Our Portfolio Strategist, Andrew Packer, has investigated the idea, and aggregating your assets may be right for you.
Per Andrew:
If you have just one bank account, hitting the FDIC insurance limit is definitely a problem.
If you have multiple accounts (savings, checking, business), each is insured up to $250,000, so there’s some protection there. The same is true if you have a joint account with a family member.
If you’re a company that needs to have ready cash for payroll, it’s a different story.
That’s where companies called aggregators come into play. They can bundle your cash and allocate it to different banks nationwide.
It’s a concept that’s taken off since the collapse of SVB. So if you had $2.5 million in cash, it could be broken out to 10 different banks and be fully insured.
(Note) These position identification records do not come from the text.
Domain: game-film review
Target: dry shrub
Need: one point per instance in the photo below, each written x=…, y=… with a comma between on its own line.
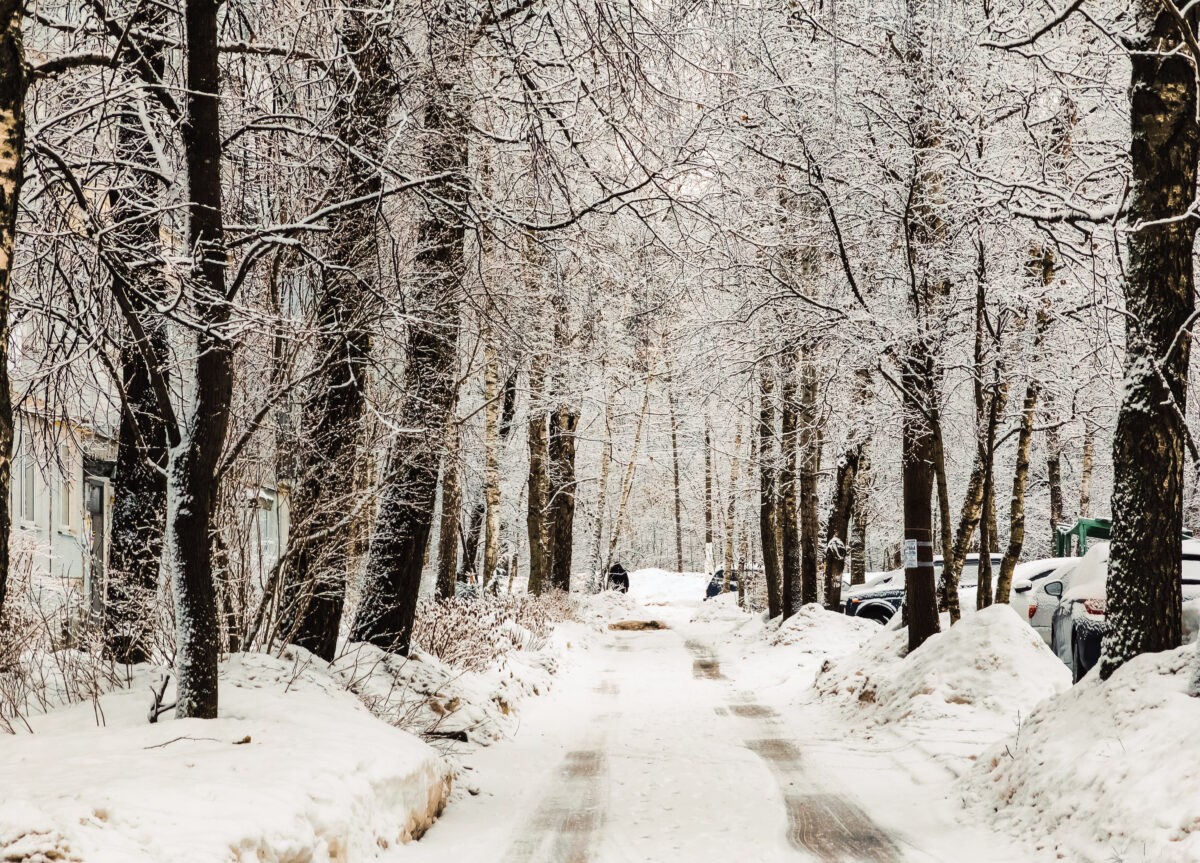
x=49, y=647
x=474, y=631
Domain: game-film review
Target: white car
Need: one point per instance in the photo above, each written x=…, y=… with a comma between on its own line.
x=1037, y=586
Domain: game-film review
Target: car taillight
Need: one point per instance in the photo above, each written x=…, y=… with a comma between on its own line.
x=1095, y=606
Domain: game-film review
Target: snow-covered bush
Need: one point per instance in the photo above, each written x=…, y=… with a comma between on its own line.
x=990, y=666
x=49, y=648
x=473, y=633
Plus, since many smaller banks may be offering higher interest rates, it may offer better returns on your cash than being stuck in a big bank.
I met someone at FutureProof who works for Ampersand, one of the aggregator companies. So it’s a market need that’s being met and can avoid the danger of having your money all in one bank.
We suspect that the FDIC may raise its insurance levels in the next bank crisis, so for now, make sure you’re protected.